A Multicenter Evaluation of a Point-of-Care Blood Glucose Meter System in Critically Ill Patients.

BACKGROUND: Our purpose was to evaluate the performance of the ACCU-CHEK® Inform II blood glucose monitoring system (Roche Diagnostics GmbH) compared with the perchloric acid hexokinase (PCA-HK) comparator method on the cobas® 6000 analyzer (Roche Diagnostics International Ltd) in critically ill patients. METHODS: Overall, 476 arterial (376 pediatric/adult, 100 neonate), 375 venous, and 100 neonatal heel-stick whole-blood samples were collected and evaluated from critical care settings at 10 US hospitals, including the emergency department, medical and surgical intensive care units (ICUs), and neonatal and pediatric ICUs.
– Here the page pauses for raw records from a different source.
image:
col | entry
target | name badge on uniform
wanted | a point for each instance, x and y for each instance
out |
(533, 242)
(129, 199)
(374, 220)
The ACCU-CHEK Inform II system was evaluated at 2 cutoff boundaries: boundary 1 was ≥95% of results within ±12 mg/dL of the reference (samples with blood glucose <75 mg/dL) or ±12% of the reference (glucose ≥75 mg/dL), and boundary 2 was ≥98% of results within ±15 mg/dL or ±15% of the reference. Clinical performance was assessed by evaluating sample data using Parkes error grid, Monte Carlo simulation, and sensitivity and specificity analyses to estimate clinical accuracy and implications for insulin dosing when using the ACCU-CHEK Inform II system. RESULTS: Proportions of results within evaluation boundaries 1 and 2, respectively, were 96% and 98% for venous samples, 94% and 97% for pediatric and adult arterial samples, 84% and 98% for neonatal arterial samples, and 96% and 100% for neonatal heel-stick samples. Clinical evaluation demonstrated high specificity and sensitivity, with low risk of potential insulin-dosing errors. CONCLUSIONS: The ACCU-CHEK Inform II system demonstrated clinically acceptable performance against the PCA-HK reference method for blood glucose monitoring in a diverse population of critically ill patients in US care settings.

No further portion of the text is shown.